Love those high dollar-to-mile ratios! I would takes those all day long.


----------



## colamacy (Oct 25, 2021)

"Expected tip"


----------



## jaxbeachrides (May 27, 2015)

26$ for McDonalds has to be an all time record. They probably added an extra digit to the tip by mistake.


----------



## UberChiefPIT (Apr 13, 2020)

Timlee252525 said:


> running! I mostly do Ubereats. Grub hub is a sheeet around here. DoorDash is ok but I am making good $$ with Uber eats.

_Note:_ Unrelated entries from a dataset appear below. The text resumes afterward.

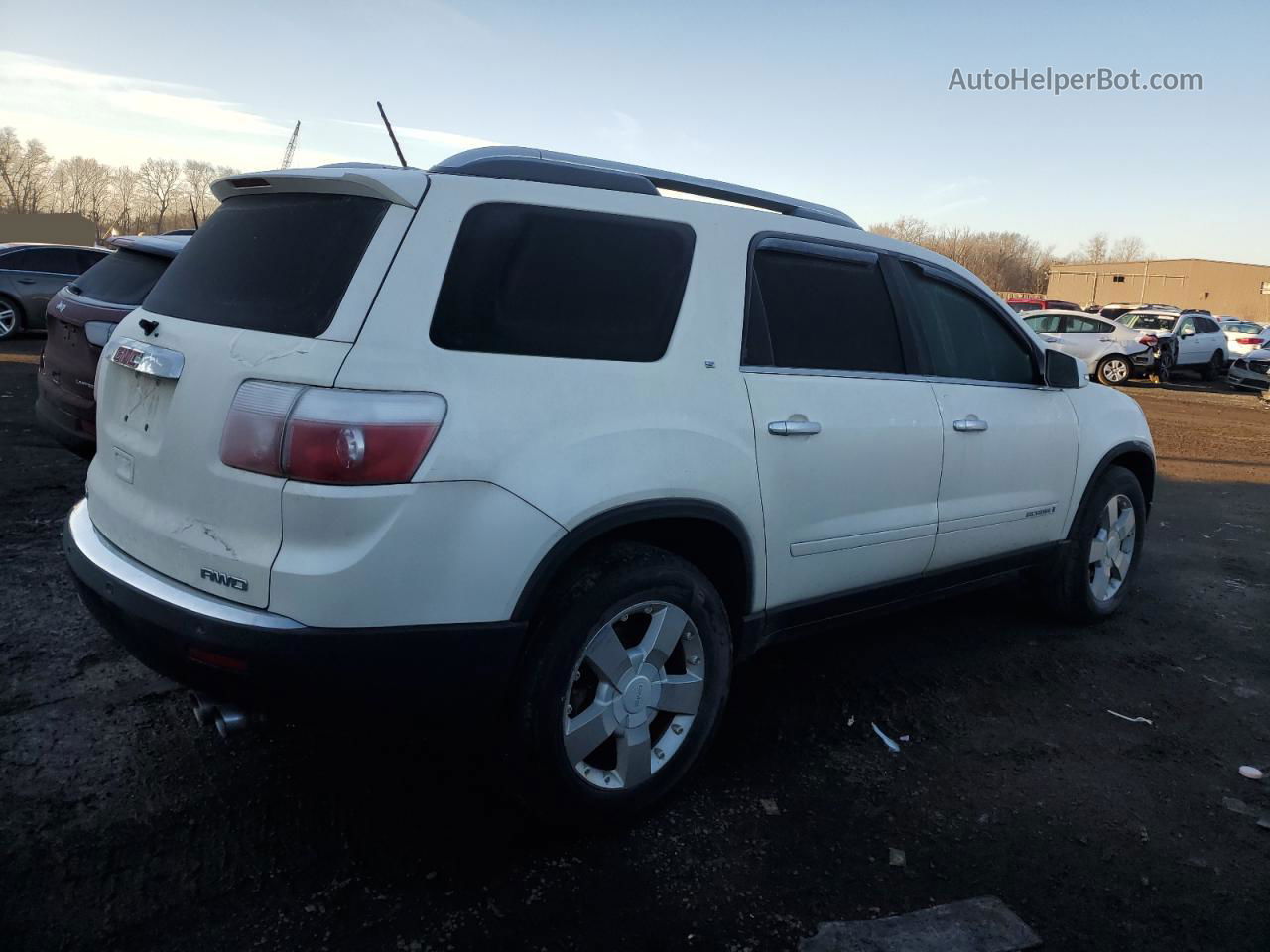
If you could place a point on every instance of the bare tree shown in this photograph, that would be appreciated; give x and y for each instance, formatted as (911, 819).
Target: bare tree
(159, 181)
(26, 171)
(198, 177)
(1130, 248)
(1093, 250)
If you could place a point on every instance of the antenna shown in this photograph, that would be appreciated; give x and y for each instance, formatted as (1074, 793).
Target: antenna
(391, 134)
(291, 148)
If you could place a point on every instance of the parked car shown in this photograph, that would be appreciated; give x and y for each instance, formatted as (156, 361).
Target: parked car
(31, 275)
(1243, 336)
(1251, 371)
(1201, 341)
(80, 318)
(1110, 352)
(1021, 304)
(520, 436)
(1114, 312)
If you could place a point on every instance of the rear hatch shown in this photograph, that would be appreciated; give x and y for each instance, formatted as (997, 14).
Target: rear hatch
(275, 286)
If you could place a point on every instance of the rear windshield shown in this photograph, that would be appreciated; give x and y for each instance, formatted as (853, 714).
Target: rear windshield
(121, 278)
(1150, 321)
(277, 263)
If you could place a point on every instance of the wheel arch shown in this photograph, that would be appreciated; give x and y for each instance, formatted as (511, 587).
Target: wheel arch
(1134, 456)
(19, 308)
(706, 534)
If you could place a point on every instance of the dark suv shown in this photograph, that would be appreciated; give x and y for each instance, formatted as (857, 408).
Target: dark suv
(80, 318)
(31, 275)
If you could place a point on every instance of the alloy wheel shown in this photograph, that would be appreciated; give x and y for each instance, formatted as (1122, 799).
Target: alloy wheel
(1111, 548)
(634, 696)
(1115, 371)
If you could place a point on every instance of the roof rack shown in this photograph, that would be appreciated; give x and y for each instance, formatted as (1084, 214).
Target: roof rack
(563, 169)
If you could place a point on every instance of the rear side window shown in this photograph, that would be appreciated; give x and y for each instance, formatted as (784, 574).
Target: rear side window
(553, 282)
(818, 312)
(122, 278)
(276, 263)
(962, 336)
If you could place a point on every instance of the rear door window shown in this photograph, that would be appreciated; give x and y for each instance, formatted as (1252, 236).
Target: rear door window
(962, 336)
(821, 308)
(123, 278)
(556, 282)
(276, 263)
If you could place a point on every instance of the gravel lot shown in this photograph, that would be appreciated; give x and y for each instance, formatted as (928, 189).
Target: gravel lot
(123, 825)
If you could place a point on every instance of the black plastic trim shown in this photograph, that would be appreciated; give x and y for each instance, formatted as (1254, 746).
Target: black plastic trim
(630, 515)
(816, 615)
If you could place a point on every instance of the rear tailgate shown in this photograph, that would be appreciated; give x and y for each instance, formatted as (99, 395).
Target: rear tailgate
(273, 287)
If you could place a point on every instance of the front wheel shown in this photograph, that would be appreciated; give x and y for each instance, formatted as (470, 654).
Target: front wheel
(1102, 551)
(1215, 365)
(1114, 370)
(626, 678)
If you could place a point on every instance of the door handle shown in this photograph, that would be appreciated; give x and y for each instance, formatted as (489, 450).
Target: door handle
(793, 428)
(970, 424)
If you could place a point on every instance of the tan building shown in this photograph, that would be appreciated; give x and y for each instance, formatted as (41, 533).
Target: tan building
(1222, 287)
(51, 229)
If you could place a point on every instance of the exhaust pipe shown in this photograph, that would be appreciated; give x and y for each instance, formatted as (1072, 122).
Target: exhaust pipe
(204, 708)
(230, 719)
(227, 719)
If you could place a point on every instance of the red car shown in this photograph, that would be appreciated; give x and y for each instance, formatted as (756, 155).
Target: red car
(80, 318)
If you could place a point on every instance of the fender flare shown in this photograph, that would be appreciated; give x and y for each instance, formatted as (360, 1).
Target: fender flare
(1133, 445)
(630, 515)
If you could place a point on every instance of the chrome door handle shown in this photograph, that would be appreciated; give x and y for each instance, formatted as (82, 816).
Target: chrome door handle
(793, 428)
(970, 424)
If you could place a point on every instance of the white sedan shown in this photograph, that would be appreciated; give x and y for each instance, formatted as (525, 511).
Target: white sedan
(1243, 336)
(1110, 350)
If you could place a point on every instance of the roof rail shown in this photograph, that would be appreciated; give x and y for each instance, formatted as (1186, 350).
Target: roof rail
(563, 169)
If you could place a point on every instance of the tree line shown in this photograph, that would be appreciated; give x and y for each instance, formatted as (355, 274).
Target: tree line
(157, 195)
(1007, 261)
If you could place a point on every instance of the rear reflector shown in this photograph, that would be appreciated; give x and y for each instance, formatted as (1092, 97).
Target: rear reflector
(320, 434)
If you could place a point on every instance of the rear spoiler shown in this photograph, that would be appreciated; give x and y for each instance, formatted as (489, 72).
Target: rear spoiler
(389, 182)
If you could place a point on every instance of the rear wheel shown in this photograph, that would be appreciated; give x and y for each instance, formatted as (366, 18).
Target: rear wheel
(1214, 366)
(1091, 578)
(627, 674)
(1114, 370)
(9, 321)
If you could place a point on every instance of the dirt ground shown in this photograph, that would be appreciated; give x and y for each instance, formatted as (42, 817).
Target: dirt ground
(125, 825)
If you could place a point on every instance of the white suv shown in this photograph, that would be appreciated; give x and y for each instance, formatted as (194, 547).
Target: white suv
(521, 435)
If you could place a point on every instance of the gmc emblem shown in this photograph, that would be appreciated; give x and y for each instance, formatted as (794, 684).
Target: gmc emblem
(226, 580)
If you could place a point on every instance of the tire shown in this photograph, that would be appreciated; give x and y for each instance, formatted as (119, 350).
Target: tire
(10, 317)
(1114, 370)
(1074, 587)
(601, 616)
(1214, 366)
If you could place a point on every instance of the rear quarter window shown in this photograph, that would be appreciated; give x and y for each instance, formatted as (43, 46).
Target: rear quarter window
(121, 278)
(554, 282)
(276, 263)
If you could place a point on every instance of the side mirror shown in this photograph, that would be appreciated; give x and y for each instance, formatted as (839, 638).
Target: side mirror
(1065, 371)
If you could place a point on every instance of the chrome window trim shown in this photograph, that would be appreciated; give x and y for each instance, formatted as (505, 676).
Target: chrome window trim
(875, 375)
(127, 571)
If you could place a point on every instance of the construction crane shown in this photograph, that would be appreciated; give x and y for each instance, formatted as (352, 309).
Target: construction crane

Well, it’s been 2 hours. What did it end up actually paying? Did you get tip baited? It’s a 2 order delivery.


----------



## Timlee252525 (Apr 14, 2020)

It’s a blizzard weather conditions out here in Boston. I declined that orders and a bunch like those because I don’t think it worths it.


----------



## blssed2bme (Jun 20, 2019)

Wow! Money does look good but not at the expense of your safety. Be safe up there in Boston.


----------



## UberChiefPIT (Apr 13, 2020)

blssed2bme said:


> Wow! Money does look good but not at the expense of your safety. Be safe up there in Boston.


Plus being McDonalds, you’re gonna sit in that drive thru for god knows how long.

Three different cities, I’ve never seen a McDonald’s that does this efficiently, even if you pick up inside.


----------



## Grubhubflub (Jun 16, 2018)

Obvious tip-baiting.


----------



## Timlee252525 (Apr 14, 2020)

Grubhubflub said:


> Obvious tip-baiting.


No. Uber kept raising the price because no drivers are available to pickup.


----------



## Jimmy44 (Jan 12, 2020)

Timlee252525 said:


> running! I mostly do Ubereats. Grub hub is a sheeet around here. DoorDash is ok but I am making good $$ with Uber eats.


I might try them after 6 yes. Of rideshare


----------